While the firm remains positive about the momentum in gold and copper and sees promise in energy and agriculture, it emphasizes the importance of selectivity and flexibility in portfolio management. Commodity markets are known for their volatility and the rapid unfolding of changing narratives.

The recent case of tin illustrates this complexity well. The London Metal Exchange (LME) tin price surged over 30% year-to-date, reaching a peak of $54,760 per ton on a recent Wednesday. This sharp rally occurred despite an improvement in tin supply and a significant increase in LME inventories from 11,000 tons in October to 19,000 tons, contrasting with the under 5,000 tons observed at the 2022 peak.

Gooden concludes, "An active, highly selective investment stance is crucial in the current environment. Although headline commodity trends may appear favorable, the range of outcomes at individual companies remains broad, necessitating detailed analysis and agility."

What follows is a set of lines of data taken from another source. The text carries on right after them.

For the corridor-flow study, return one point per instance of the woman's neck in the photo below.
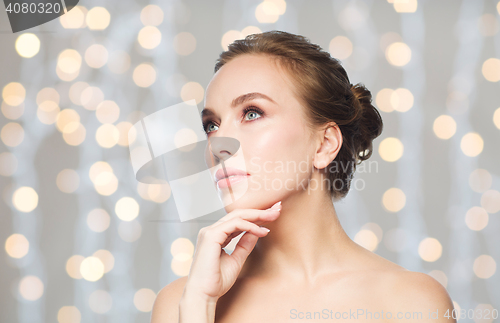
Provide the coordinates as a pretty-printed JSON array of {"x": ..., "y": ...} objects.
[{"x": 305, "y": 242}]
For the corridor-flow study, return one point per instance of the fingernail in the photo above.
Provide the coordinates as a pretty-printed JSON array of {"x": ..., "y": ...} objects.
[{"x": 276, "y": 205}]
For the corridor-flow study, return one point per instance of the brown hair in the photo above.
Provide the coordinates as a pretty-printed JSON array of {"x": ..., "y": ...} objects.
[{"x": 323, "y": 85}]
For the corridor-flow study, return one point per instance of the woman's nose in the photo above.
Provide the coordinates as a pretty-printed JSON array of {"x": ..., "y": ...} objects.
[{"x": 223, "y": 147}]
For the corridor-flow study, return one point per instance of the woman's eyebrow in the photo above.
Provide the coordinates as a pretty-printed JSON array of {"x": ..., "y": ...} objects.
[{"x": 238, "y": 101}]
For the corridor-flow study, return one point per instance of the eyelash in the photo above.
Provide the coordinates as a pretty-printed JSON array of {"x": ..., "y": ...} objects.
[{"x": 243, "y": 114}]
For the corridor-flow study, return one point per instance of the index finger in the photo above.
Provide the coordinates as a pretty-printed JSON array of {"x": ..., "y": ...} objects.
[{"x": 253, "y": 215}]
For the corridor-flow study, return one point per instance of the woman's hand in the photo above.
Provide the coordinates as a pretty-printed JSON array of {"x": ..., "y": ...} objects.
[{"x": 213, "y": 271}]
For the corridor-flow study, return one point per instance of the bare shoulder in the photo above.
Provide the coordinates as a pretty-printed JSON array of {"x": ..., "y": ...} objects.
[
  {"x": 403, "y": 291},
  {"x": 415, "y": 292},
  {"x": 166, "y": 305}
]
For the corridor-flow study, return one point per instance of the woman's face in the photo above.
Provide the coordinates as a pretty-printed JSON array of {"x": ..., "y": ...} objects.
[{"x": 276, "y": 148}]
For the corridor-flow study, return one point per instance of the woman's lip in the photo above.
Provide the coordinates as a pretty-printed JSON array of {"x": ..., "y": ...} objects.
[{"x": 231, "y": 180}]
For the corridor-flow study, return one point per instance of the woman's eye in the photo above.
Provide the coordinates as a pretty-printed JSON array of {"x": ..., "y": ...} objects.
[
  {"x": 253, "y": 114},
  {"x": 250, "y": 113},
  {"x": 207, "y": 129}
]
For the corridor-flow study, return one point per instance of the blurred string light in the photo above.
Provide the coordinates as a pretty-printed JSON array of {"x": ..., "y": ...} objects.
[
  {"x": 404, "y": 52},
  {"x": 484, "y": 266},
  {"x": 394, "y": 199},
  {"x": 391, "y": 149},
  {"x": 12, "y": 134},
  {"x": 476, "y": 218},
  {"x": 269, "y": 11},
  {"x": 31, "y": 288},
  {"x": 340, "y": 47},
  {"x": 490, "y": 201},
  {"x": 27, "y": 45},
  {"x": 430, "y": 249},
  {"x": 17, "y": 246},
  {"x": 472, "y": 144},
  {"x": 480, "y": 180},
  {"x": 464, "y": 211},
  {"x": 13, "y": 93},
  {"x": 92, "y": 269},
  {"x": 69, "y": 314},
  {"x": 75, "y": 18},
  {"x": 11, "y": 112},
  {"x": 496, "y": 118},
  {"x": 98, "y": 18},
  {"x": 491, "y": 69}
]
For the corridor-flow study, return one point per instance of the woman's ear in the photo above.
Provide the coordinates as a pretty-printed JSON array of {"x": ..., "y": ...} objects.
[{"x": 329, "y": 144}]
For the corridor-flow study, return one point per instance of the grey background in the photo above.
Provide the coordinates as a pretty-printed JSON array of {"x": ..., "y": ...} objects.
[{"x": 445, "y": 42}]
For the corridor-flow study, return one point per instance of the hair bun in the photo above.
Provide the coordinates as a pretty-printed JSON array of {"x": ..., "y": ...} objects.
[{"x": 370, "y": 122}]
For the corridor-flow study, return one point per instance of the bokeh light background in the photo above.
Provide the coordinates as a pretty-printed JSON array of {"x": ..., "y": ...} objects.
[{"x": 83, "y": 241}]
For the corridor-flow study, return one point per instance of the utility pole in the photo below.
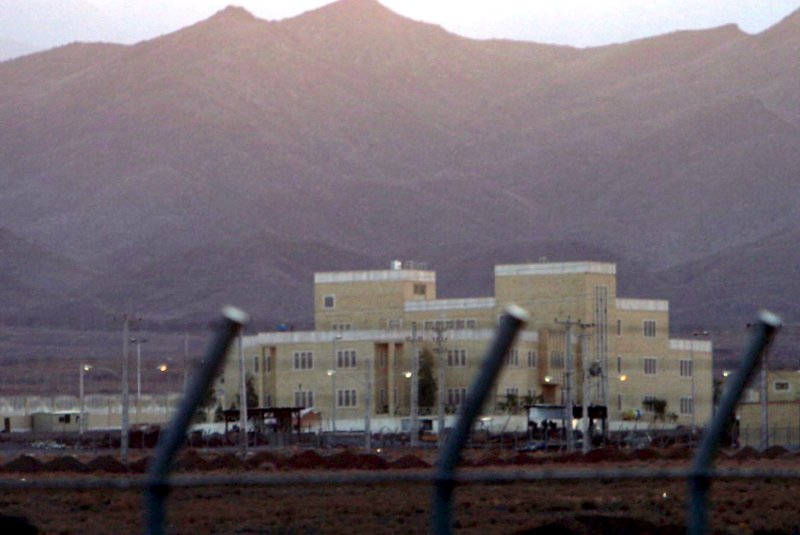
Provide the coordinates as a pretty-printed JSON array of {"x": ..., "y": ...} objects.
[
  {"x": 587, "y": 439},
  {"x": 124, "y": 426},
  {"x": 242, "y": 398},
  {"x": 440, "y": 351},
  {"x": 185, "y": 362},
  {"x": 568, "y": 375},
  {"x": 414, "y": 433},
  {"x": 81, "y": 422},
  {"x": 368, "y": 405}
]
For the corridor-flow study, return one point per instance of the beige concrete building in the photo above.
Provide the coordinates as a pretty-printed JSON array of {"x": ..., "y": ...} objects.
[{"x": 577, "y": 318}]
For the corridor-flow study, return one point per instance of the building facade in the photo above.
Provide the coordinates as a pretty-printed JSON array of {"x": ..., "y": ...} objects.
[{"x": 582, "y": 340}]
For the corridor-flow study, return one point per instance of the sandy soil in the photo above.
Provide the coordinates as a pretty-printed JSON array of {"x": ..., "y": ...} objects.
[{"x": 746, "y": 507}]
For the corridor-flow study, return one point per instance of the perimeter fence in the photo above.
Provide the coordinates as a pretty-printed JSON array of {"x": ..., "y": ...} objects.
[{"x": 445, "y": 476}]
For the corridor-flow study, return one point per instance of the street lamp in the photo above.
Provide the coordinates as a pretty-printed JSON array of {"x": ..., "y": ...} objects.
[
  {"x": 695, "y": 334},
  {"x": 81, "y": 425},
  {"x": 138, "y": 342},
  {"x": 332, "y": 375}
]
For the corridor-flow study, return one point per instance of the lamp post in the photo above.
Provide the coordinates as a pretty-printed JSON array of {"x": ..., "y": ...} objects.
[
  {"x": 123, "y": 442},
  {"x": 138, "y": 342},
  {"x": 695, "y": 334},
  {"x": 332, "y": 374},
  {"x": 414, "y": 376},
  {"x": 81, "y": 422}
]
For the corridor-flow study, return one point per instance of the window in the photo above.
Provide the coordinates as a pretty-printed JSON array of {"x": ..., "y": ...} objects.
[
  {"x": 647, "y": 403},
  {"x": 304, "y": 398},
  {"x": 649, "y": 365},
  {"x": 456, "y": 396},
  {"x": 650, "y": 328},
  {"x": 457, "y": 357},
  {"x": 303, "y": 360},
  {"x": 346, "y": 398},
  {"x": 512, "y": 358},
  {"x": 346, "y": 358},
  {"x": 687, "y": 405},
  {"x": 781, "y": 386}
]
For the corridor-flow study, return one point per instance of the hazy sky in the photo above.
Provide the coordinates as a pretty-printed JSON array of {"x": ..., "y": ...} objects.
[{"x": 575, "y": 22}]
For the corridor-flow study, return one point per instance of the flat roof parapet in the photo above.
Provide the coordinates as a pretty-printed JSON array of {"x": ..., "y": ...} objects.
[
  {"x": 450, "y": 304},
  {"x": 678, "y": 344},
  {"x": 383, "y": 275},
  {"x": 645, "y": 305},
  {"x": 559, "y": 268}
]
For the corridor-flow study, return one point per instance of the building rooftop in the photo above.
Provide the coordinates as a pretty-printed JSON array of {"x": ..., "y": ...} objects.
[
  {"x": 558, "y": 268},
  {"x": 381, "y": 275}
]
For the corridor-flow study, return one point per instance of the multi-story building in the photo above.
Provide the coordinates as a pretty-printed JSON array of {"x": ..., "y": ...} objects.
[{"x": 578, "y": 326}]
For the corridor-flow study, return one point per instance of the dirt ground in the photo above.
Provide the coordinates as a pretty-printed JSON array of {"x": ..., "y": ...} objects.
[{"x": 603, "y": 506}]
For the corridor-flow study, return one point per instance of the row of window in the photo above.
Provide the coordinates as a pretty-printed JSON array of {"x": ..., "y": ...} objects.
[
  {"x": 346, "y": 358},
  {"x": 305, "y": 398},
  {"x": 685, "y": 405},
  {"x": 454, "y": 324}
]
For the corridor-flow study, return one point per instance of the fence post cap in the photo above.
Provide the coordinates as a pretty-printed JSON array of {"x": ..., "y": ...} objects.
[{"x": 236, "y": 315}]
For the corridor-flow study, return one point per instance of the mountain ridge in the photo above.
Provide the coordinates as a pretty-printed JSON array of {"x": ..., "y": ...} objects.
[{"x": 375, "y": 138}]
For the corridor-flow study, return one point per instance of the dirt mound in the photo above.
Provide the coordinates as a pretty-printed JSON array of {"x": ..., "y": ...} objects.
[
  {"x": 407, "y": 462},
  {"x": 773, "y": 452},
  {"x": 191, "y": 461},
  {"x": 574, "y": 457},
  {"x": 490, "y": 460},
  {"x": 23, "y": 463},
  {"x": 306, "y": 460},
  {"x": 521, "y": 459},
  {"x": 604, "y": 455},
  {"x": 228, "y": 461},
  {"x": 106, "y": 463},
  {"x": 369, "y": 461},
  {"x": 601, "y": 525},
  {"x": 65, "y": 464},
  {"x": 645, "y": 454},
  {"x": 263, "y": 457},
  {"x": 347, "y": 460},
  {"x": 678, "y": 453},
  {"x": 745, "y": 454},
  {"x": 139, "y": 466}
]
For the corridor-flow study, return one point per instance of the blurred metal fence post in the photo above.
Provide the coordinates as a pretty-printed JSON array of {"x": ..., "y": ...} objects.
[
  {"x": 510, "y": 324},
  {"x": 700, "y": 476},
  {"x": 171, "y": 441}
]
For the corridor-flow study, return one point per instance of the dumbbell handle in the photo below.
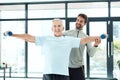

Overall, the insights from Ninety One Plc point towards a commodities landscape where gold and copper stand out as principal opportunities supported by strong fundamentals, but require investors to remain vigilant regarding volatility and company-specific developments across the sector.

Risks
  • Commodity markets exhibit significant volatility requiring selective investment approaches.
  • Geopolitical uncertainties, such as developments in Venezuela, add unpredictability to energy markets.
  • Supply conditions can improve unexpectedly, as seen in tin, affecting price dynamics despite positive headline trends.
  • Long-term capacity additions could limit upside potential in metals like copper beyond near-term pressures.